ITV will run Love Island twice a year from 2020 after bringing in more ad sales than expected from the current series, including an extra £8m from commercial partnerships.
The new "winter" series of Love Island will be filmed in South Africa, whereas the existing summer one, which ends next week, is shot in Majorca, Spain.
The decision to commission a second series a year will be a boost to WPP’s Motion Content Group, which co-produces the show with ITV in the UK.
ITV reported that total advertising revenues fell 5% in the first six months of the year – marginally better than the drop of 6% forecast in May – against tough comparisons with the men’s football World Cup last year.
Online revenue shot up 18%, chiefly from video-on-demand platform ITV Hub.
Dame Carolyn McCall, chief executive of ITV, said Love Island had "definitely" contributed to an "uptick" in ad sales on both linear and VoD channels that meant ITV ended June in a better-than-expected position.
She would not identify the value of ad sales from Love Island, which the broadcaster said was the UK's most-watched show for 16- to 34-year-olds in the first six months of the year, but she said it has taken an "incremental" £8m in revenue from commercial partnerships.
This money was not "spot" ad sales but partnerships such as a Love Island tie-up with make-up brand Fenty, McCall said. Other commercial partners include Uber Eats and I Saw It First.
ITV expects ad sales to be roughly flat in the third quarter – somewhere between 1% increase and 1% decline.
"It’s much harder to read what’s going to happen in each quarter," McCall said, partly because advertisers are "shifting" and "pausing" because of Brexit uncertainty, adding: "The fact it’s been prolonged has affected clients."
ITV this week said it would extend its suspension of late booking fees for another three months until the end of October.
Not all advertisers are behaving in the same way
ITV told investors that "the make-up of TV advertisers is changing as new categories and markets are being disrupted by insurgent brands".
This means "some categories are growing rapidly" while others, particularly "high-street, retail and FMCG" companies, are spending less.
Faster-growth categories included online, up 7% (excluding gaming firms because of the comparison with the 2018 football World Cup); publishing and broadcasting, up 10%; government, up 18%; and airlines and holidays, up 22%.
By contrast, entertainment and leisure were down 23% (partly because of the World Cup); cosmetic and toiletries fell 18%; and retail, the biggest category, fell 8%.
ITV insisted advertisers still value TV advertising despite viewers migrating online.
"Research has shown that digital is less effective than TV advertising, but it allows advertisers to gain short-term impact and benefit from low production costs," the company said, citing Ebiquity figures that show £1 invested in TV delivers a £4 return compared with online video advertising delivering a £2 return and online display delivering a £1 return.
Asked how ITV Hub fits into the internet landscape, McCall conceded that "digital" is a "wide term" but pointed out advertising on ITV’s own online platform is "brand safe", "in context" and "trusted" in the same way as broadcast TV.
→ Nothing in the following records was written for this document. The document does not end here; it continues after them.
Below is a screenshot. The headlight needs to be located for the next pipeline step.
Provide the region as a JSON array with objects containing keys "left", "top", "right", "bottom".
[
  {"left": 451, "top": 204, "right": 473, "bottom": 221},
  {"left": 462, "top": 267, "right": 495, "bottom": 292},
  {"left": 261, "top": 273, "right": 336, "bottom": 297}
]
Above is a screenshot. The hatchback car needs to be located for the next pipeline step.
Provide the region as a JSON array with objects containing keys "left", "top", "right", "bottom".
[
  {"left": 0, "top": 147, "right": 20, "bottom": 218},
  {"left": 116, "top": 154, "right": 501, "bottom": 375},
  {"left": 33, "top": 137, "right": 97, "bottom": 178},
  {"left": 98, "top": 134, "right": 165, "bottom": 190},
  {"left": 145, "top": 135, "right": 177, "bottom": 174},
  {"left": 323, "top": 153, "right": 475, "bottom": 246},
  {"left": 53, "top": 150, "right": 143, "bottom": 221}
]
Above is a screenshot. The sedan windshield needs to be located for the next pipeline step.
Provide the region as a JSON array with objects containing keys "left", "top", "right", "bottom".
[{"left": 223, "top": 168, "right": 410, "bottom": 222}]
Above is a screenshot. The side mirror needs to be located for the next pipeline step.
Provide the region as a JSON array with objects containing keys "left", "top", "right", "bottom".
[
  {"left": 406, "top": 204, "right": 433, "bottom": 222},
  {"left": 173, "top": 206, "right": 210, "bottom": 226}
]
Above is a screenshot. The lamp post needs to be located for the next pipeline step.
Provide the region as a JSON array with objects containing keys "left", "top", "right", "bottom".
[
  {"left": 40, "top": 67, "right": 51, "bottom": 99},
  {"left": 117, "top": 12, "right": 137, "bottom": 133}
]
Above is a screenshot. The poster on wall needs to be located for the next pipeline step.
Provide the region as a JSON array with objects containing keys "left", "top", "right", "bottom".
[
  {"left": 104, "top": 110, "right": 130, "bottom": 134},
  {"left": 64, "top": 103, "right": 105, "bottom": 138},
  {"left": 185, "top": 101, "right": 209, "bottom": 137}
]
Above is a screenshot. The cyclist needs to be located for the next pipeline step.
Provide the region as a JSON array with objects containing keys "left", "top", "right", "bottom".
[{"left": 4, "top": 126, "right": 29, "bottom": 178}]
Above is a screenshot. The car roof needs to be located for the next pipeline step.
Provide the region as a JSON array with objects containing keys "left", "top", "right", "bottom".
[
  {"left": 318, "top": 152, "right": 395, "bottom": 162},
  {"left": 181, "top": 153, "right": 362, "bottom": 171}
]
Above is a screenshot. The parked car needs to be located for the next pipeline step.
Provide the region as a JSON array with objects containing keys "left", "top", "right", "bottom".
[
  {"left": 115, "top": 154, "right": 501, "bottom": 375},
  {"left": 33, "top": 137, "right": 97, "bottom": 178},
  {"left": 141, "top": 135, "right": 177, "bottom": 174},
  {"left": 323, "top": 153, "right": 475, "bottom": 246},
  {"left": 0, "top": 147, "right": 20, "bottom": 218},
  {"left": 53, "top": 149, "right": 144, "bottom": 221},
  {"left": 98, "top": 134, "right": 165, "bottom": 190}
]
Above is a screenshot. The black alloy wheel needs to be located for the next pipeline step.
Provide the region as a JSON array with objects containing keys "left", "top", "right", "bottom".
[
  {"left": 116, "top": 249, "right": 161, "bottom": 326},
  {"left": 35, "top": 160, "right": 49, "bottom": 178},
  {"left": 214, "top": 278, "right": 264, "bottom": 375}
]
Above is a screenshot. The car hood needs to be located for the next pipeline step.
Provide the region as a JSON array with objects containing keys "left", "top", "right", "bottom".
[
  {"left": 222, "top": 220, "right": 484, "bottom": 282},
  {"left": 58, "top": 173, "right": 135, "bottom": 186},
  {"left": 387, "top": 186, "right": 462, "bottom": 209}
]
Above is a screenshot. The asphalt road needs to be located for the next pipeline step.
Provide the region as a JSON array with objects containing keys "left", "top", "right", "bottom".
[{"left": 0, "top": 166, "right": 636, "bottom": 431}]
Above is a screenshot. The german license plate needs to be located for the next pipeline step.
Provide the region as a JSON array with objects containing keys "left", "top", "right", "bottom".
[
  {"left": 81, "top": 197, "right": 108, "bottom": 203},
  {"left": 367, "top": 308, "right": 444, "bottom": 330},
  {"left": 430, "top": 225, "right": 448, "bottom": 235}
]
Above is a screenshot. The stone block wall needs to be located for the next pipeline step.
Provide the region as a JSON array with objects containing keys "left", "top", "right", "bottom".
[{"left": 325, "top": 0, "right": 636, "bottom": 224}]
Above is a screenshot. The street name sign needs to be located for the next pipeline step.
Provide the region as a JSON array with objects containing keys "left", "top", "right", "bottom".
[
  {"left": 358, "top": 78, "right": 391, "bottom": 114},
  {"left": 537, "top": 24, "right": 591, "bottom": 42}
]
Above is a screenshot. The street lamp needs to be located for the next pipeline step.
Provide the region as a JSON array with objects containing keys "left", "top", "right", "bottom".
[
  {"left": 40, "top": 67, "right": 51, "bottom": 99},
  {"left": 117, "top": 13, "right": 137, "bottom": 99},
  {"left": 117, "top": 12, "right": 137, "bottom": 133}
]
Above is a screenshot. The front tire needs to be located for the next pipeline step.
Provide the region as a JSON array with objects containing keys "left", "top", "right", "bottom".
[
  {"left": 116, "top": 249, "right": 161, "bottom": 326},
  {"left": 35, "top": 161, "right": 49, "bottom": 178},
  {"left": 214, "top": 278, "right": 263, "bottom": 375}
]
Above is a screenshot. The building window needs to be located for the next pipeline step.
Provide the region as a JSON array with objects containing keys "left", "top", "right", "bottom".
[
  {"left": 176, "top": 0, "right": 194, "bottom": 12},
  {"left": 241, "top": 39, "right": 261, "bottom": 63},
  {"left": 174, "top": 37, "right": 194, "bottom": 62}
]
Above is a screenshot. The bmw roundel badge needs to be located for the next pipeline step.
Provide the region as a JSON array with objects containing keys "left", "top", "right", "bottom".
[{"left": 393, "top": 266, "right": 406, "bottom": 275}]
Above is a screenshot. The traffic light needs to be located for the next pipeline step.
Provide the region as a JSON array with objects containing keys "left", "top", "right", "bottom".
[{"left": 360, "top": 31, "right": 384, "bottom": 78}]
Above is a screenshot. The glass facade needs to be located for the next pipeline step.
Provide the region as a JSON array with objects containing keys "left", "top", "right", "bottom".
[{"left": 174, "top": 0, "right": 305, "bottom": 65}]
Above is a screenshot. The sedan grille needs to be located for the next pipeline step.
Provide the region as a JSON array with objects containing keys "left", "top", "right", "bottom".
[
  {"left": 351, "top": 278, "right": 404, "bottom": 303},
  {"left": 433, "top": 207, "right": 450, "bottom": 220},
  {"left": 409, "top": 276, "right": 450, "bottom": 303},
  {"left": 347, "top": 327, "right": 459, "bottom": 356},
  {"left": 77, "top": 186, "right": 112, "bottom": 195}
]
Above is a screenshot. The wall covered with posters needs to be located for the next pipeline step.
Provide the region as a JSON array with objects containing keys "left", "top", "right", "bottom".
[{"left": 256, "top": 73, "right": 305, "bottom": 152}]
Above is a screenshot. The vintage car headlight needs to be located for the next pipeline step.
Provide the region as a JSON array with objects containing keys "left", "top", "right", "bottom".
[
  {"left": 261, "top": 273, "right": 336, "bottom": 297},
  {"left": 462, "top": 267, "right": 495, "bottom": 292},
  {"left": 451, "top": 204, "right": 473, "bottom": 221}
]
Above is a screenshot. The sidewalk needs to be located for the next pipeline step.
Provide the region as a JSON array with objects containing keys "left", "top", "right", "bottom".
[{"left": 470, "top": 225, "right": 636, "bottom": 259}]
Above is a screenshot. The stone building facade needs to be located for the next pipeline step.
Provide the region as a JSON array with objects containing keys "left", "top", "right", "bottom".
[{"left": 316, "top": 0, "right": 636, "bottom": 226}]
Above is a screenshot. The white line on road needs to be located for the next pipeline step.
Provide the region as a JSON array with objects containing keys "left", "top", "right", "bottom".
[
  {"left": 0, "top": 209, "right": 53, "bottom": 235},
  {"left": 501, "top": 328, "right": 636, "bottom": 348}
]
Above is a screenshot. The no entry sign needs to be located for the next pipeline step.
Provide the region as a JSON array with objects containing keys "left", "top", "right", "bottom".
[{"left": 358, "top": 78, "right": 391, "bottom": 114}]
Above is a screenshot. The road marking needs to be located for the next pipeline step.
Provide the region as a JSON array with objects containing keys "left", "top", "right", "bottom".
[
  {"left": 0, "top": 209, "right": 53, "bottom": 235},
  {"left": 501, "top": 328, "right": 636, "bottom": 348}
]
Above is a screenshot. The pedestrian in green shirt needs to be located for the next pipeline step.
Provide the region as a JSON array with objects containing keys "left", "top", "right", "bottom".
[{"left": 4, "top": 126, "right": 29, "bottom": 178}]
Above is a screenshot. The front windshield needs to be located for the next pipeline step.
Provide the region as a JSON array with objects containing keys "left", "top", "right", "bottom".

ITV is investing in "highly targeted" and automated digital advertising on ITV Hub and said it plans to roll out a new programmatic buying platform that will be available for "all major agencies" to use by the fourth quarter.
In a roadmap that it showed to investors, ITV expects to add "supply-side capabilities" and a data management platform in the first half of 2020 and a "fully programmatic, integrated and automated buy and supply-side platform" should be in place by the second half of next year.
Separately, ITV plans to make an extra £5m in efficiency savings this year and a further £15m over the next three years.